The lrc recipe run import/export functionality works perfectly for single run situations where we want to do a deep inspection of everything that happened during the recipe execution. This includes use cases where we need to inspect exceptions raised or details about measured data etc.

However, a lot of our internal use cases work with a large number of test runs - aggregating data, analyzing large sets of tests for failures and so on.

Importing many lrc files has a very large time and memory footprint often times leading to OOM errors in our automation vms that have some resource restrictions.

As such it would be interesting to experiment with other import/export methods that are more suitable for situations where large amounts of recipe runs are expected to be analyzed.
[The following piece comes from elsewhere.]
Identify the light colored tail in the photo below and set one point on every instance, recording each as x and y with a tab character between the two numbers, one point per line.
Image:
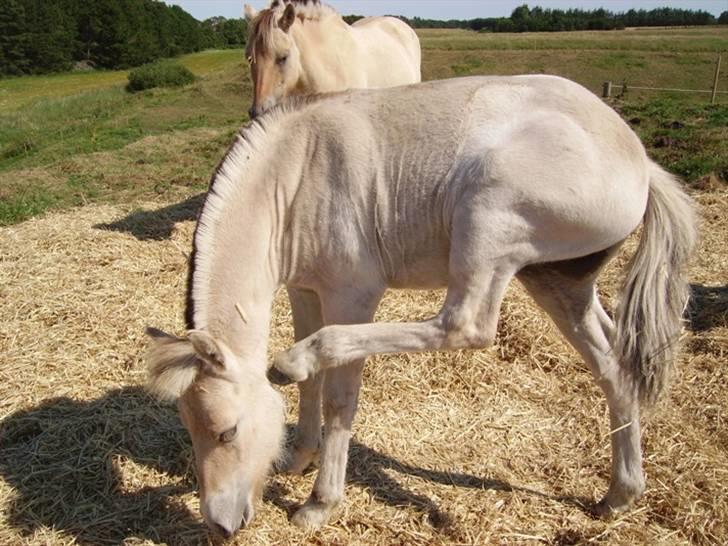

There are two main ideas we can work with and that can coexist. At the same time neither one of them replaces the usefulness of the full lrc exporting which we think should stay as is for the time being:

  1. alternative export format e.g. json that doesn't replicate the entire process memory structure. My first proposal for this is:
    • Implement a BaseRunRecipeFormatter class that defines the common interface of run recipe formatter classes, which should most likely be just the https://github.com/LNST-project/lnst/blob/master/lnst/Controller/RunSummaryFormatter.py#L84 format_run method of the summary formatter at the moment
    • implement a new JsonFormatter class that implements the json serialization of individual Result classes defined in: https://github.com/LNST-project/lnst/blob/master/lnst/Controller/RecipeResults.py where we'd serialize the basic data and additionally all of the simple data types that are available from the data properties
    • this should be a relatively simple way to export machine readable json data that should be much simpler for importing, processing only the relevant parts and then cleaning up the unnecessary data that could take a lot of space. The main benefit here is that there are no "back references" to objects which we get with the lrc files that make it complicated to import just "part" of the data that we're interested in.
  2. import an alternative way to import lrc files - instead of importing the entire lrc file to which we provide an abstract interface via the lnst-project/lrc-file project we create a different EXPLICIT importer, that on import reads the entire lrc file and returns a very specific subset of data that we're interested in for the specific application that we want then cleans up everything. This is IMO a rather much more difficult ordeal as this "return a very specific explicit subset of data" idea is already kind of what the lrc files are TRYING to do however due to the various numbers of references that the lnst objects have between each other we often time pull in other data as well by accident. As such this "importer" would need to be done in a very deliberate way that probably explicitly copies some data points into new data structures without preserving any of the references or by creating new ones where wanted. At the same time which data is interesting is application specific so it could be quite difficult to implement something that is common enough to share in upstream.

@Kuba314 was interested in this write up, let me know if this contains all of the info that we've discussed or if there are still some questions or answers that i forgot about.

Kuba314 commented 1 year ago

Everything is in there. I'll start with option 1 and go from there.